The protesting farmers are mainly seeking an implementation of remunerative prices for farm produce, a loan waiver, and a minimum wage of Rs 18,000 a month.
Who is organising the protest?
The Mazdoor Kishan Sangharsh Rally has been jointly organised by associations related to the Left, such as Centre of Indian Trade Unions (CITU), All India Kisan Sabha (AIKS), and All-India Agricultural Workers’ Union (AIAWU). It is reportedly the largest protest that has been held at Parliament Street in 2018, and organisers of the rally claimed at least 1.5 lakh people participated in it.
What are the farmers demanding?
The major demands of the farmers include loan waivers for small farmers and higher minimum support prices for crops. They are also demanding minimum monthly wages of Rs 18,000, an end to anti-worker labour reform, and social security and food security benefits for all.
Besides debt waivers, the farmers are demanding that Swaminathan Commission’s recommendations be implemented for a more comprehensive support price for crops. Universal social security, food security, pension, health, housing, and education benefits are other demands that farmers have been protesting for.
Criticising the current government’s policies, Sumesh Naranikkal, a construction worker in Kerala’s Kozhikode district, said that the Modi government is “anti-poor” and “anti-farmer”.

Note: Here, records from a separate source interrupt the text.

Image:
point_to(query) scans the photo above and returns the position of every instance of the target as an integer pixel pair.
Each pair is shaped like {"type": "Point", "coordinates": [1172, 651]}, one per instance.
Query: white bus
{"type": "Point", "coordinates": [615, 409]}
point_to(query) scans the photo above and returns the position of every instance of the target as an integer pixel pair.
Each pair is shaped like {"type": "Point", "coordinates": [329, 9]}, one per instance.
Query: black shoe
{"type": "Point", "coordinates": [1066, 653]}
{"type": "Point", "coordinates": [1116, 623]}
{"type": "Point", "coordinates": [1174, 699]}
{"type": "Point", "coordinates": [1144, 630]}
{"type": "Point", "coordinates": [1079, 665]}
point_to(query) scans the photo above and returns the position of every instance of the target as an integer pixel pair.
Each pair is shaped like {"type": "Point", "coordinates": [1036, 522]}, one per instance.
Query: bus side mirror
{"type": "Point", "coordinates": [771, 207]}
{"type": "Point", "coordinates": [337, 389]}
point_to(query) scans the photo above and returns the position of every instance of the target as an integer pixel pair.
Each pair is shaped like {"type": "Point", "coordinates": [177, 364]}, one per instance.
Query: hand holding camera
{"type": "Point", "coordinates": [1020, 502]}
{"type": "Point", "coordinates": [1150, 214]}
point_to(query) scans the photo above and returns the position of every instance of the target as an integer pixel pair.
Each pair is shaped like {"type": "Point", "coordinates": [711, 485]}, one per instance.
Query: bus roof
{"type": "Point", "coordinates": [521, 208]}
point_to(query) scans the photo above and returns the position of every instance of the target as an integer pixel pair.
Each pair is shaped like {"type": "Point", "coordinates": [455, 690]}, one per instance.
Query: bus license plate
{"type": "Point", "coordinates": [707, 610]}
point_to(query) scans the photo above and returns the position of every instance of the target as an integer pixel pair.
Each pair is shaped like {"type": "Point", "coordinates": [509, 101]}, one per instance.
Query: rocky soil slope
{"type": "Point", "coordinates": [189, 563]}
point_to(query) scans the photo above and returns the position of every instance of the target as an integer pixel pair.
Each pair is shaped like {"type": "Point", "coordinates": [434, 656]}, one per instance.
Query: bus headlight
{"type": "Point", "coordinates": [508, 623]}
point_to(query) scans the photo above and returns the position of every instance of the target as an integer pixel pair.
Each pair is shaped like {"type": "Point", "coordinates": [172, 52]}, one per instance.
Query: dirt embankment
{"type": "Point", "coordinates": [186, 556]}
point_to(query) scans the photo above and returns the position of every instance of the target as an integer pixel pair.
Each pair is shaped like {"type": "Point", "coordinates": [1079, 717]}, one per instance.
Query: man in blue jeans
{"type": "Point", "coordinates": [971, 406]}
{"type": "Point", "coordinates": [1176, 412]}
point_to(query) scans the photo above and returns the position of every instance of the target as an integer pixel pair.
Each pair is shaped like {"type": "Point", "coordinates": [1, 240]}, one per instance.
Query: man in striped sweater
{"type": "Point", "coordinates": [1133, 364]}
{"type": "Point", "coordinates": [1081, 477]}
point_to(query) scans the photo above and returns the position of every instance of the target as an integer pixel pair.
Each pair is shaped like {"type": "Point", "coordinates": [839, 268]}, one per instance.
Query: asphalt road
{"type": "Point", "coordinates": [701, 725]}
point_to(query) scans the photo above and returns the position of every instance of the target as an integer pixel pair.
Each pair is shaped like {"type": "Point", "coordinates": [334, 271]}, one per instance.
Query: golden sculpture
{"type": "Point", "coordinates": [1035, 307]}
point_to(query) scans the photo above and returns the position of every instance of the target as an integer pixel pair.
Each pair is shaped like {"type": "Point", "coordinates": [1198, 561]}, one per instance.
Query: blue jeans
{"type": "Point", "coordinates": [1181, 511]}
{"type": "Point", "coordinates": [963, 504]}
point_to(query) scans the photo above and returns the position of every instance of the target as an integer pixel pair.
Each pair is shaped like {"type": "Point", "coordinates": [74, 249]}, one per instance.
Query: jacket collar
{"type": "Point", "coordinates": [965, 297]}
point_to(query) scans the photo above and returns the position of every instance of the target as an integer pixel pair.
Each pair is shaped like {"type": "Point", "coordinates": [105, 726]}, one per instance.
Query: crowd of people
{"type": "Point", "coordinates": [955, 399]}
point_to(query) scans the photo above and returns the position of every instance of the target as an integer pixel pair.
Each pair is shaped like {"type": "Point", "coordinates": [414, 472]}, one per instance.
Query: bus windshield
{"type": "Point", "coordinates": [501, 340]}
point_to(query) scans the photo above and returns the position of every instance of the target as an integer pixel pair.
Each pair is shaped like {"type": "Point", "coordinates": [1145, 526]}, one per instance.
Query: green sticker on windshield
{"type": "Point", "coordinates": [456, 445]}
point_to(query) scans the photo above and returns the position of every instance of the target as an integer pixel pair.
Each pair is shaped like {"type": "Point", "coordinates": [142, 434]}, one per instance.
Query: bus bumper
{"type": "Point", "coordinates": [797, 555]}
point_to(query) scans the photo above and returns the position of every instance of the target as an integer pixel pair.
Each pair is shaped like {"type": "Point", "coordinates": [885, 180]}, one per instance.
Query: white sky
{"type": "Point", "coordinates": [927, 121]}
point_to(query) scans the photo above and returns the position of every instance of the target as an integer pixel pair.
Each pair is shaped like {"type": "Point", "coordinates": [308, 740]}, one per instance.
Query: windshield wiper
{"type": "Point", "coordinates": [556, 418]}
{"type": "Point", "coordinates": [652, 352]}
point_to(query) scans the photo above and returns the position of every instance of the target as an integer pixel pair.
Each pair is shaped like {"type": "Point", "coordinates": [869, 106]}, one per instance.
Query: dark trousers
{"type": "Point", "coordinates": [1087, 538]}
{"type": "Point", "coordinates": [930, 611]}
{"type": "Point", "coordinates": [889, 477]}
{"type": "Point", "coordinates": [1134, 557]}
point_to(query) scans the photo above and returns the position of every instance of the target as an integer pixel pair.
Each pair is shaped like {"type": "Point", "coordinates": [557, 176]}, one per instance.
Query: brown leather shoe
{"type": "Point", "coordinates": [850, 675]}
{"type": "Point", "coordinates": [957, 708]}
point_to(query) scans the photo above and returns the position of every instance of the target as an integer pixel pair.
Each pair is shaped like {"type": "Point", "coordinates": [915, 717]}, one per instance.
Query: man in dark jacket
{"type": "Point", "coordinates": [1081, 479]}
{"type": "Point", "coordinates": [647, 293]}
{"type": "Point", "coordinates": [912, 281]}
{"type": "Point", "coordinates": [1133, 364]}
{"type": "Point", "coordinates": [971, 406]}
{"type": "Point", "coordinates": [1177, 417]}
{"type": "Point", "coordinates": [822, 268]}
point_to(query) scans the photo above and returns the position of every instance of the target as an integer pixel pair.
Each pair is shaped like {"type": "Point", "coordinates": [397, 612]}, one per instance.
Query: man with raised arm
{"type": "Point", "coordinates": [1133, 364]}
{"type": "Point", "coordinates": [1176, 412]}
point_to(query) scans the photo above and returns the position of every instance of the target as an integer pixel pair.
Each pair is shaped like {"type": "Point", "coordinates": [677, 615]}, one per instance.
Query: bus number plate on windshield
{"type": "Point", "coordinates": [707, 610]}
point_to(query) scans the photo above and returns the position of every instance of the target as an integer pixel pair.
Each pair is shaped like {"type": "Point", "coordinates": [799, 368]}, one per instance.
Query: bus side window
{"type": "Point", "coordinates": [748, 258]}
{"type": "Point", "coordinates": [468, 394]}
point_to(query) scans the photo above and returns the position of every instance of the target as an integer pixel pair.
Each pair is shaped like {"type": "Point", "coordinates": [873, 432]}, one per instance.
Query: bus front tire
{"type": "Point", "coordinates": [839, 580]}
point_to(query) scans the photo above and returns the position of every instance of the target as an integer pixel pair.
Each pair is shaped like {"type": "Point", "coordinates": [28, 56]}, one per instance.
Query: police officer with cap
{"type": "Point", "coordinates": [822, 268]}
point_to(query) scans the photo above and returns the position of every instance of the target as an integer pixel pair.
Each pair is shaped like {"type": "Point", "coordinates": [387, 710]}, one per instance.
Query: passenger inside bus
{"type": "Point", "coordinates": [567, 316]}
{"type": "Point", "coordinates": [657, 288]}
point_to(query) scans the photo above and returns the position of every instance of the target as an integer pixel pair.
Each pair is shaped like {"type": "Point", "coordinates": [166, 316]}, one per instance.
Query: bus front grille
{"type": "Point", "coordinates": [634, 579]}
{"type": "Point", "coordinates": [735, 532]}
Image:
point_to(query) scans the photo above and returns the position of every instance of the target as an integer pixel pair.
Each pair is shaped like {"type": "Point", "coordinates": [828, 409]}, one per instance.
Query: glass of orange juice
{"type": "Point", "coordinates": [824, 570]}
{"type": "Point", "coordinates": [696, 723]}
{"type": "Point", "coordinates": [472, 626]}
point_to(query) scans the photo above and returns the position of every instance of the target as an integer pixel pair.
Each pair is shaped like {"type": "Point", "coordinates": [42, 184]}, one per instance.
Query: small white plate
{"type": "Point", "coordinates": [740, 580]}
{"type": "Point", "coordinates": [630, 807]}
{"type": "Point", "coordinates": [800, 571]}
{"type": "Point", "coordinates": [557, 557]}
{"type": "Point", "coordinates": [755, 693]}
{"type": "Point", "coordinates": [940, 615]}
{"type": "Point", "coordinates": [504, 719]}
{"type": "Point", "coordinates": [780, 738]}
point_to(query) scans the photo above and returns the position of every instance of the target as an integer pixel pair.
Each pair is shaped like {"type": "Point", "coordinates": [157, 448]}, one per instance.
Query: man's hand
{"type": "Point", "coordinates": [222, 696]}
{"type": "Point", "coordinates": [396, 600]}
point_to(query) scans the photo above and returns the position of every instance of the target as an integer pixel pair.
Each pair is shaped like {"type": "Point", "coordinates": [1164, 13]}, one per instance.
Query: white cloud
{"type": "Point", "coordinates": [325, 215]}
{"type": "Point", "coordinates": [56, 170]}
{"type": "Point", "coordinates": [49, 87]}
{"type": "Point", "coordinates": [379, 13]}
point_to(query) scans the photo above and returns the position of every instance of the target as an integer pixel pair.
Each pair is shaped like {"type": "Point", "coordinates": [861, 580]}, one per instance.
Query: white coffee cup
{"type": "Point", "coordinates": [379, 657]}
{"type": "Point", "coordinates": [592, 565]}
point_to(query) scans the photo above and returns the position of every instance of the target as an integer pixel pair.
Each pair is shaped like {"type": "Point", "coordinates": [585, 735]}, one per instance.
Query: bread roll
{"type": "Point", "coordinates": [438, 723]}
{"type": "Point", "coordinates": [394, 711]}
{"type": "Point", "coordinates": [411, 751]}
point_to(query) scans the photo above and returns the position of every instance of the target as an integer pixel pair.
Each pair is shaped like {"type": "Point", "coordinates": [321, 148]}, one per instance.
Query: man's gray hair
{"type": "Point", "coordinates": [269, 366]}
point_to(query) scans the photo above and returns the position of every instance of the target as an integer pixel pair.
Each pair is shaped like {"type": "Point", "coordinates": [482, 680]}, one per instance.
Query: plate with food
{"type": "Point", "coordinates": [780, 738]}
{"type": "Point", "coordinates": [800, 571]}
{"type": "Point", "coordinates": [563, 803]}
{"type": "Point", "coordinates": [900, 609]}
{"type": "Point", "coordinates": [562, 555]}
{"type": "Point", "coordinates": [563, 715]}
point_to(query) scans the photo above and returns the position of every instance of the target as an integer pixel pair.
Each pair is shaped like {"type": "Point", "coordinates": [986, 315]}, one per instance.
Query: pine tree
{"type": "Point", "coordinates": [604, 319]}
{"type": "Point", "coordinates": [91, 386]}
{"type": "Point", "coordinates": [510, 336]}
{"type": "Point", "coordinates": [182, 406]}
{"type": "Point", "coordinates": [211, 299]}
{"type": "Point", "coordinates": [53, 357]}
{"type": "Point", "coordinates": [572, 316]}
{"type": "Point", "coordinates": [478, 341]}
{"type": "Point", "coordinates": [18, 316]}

S. Thirunavukkarasu, president of the All India Agricultural Workers Union, questioned the government about its promise of acche din. Thirunavukkarasu said, “What has happened to ‘acche din’ promised by the Modi government? It was only acche din for corporates, not for people like us,” the Hindu reported.
Who else is supporting the protest
Several artists, academicians, and Left-wing intellectuals came out in support of the farmers and workers and demanded that the Centre accept their demands. Additionally, the Congress Party also supported the rally.
More protests in the future?
The Modi government has already been rattled by farmers’ protests in the past, and it seems like more farmer protests could be held in the coming days. “From November 28 to 30, we will hold a ‘Long March of the Dispossessed’. It will not just be farmers, but also the landless, Adivasis, Dalits, workers who will come to surround the four corners of Delhi,” Vijoo Krishnan, joint secretary of the All India Kisan Sabha, said, the Hindu reported.
The Bhartiya Kisan Union, a farmers group led by Rakesh Tikait, announced that it will be going on a Kisan Kranti Padayatra from Haridwar to Delhi on September 23 to October 2. The protest walk will be held to demand an increase in minimum support price, farmer-friendly crop insurance, and income support for small and marginal farmers.
Farmers’ protests in the past
Farmers in India have taken to the streets on several occasions in the past to protest against the negligence and lack of reforms. A recent example of a large-scale farmers’ march was the Kisan Long March in March. More than 30,000 farmers marched overnight to protests at Mumbai’s Azad Maidan. The farmers said they marched overnight so that students taking their SSC exams are not inconvenienced.
Milk supply in Maharashtra was affected when dairy farmers demanded a subsidy of Rs 5 per litre. Tankers supplying milk to major cities like Mumbai, Pune, Nagpur, Nashik, and others were blocked early morning, while milk was spilt on the road as a mark of protest.
The most violent farmers’ protest in recent times took place in Mandsaur, Madhya Pradesh after five farmers lost their lives due to police firing. The farmers were demanding a loan waiver and better crop prices, and the protests resulted in five deaths around Madhya Pradesh.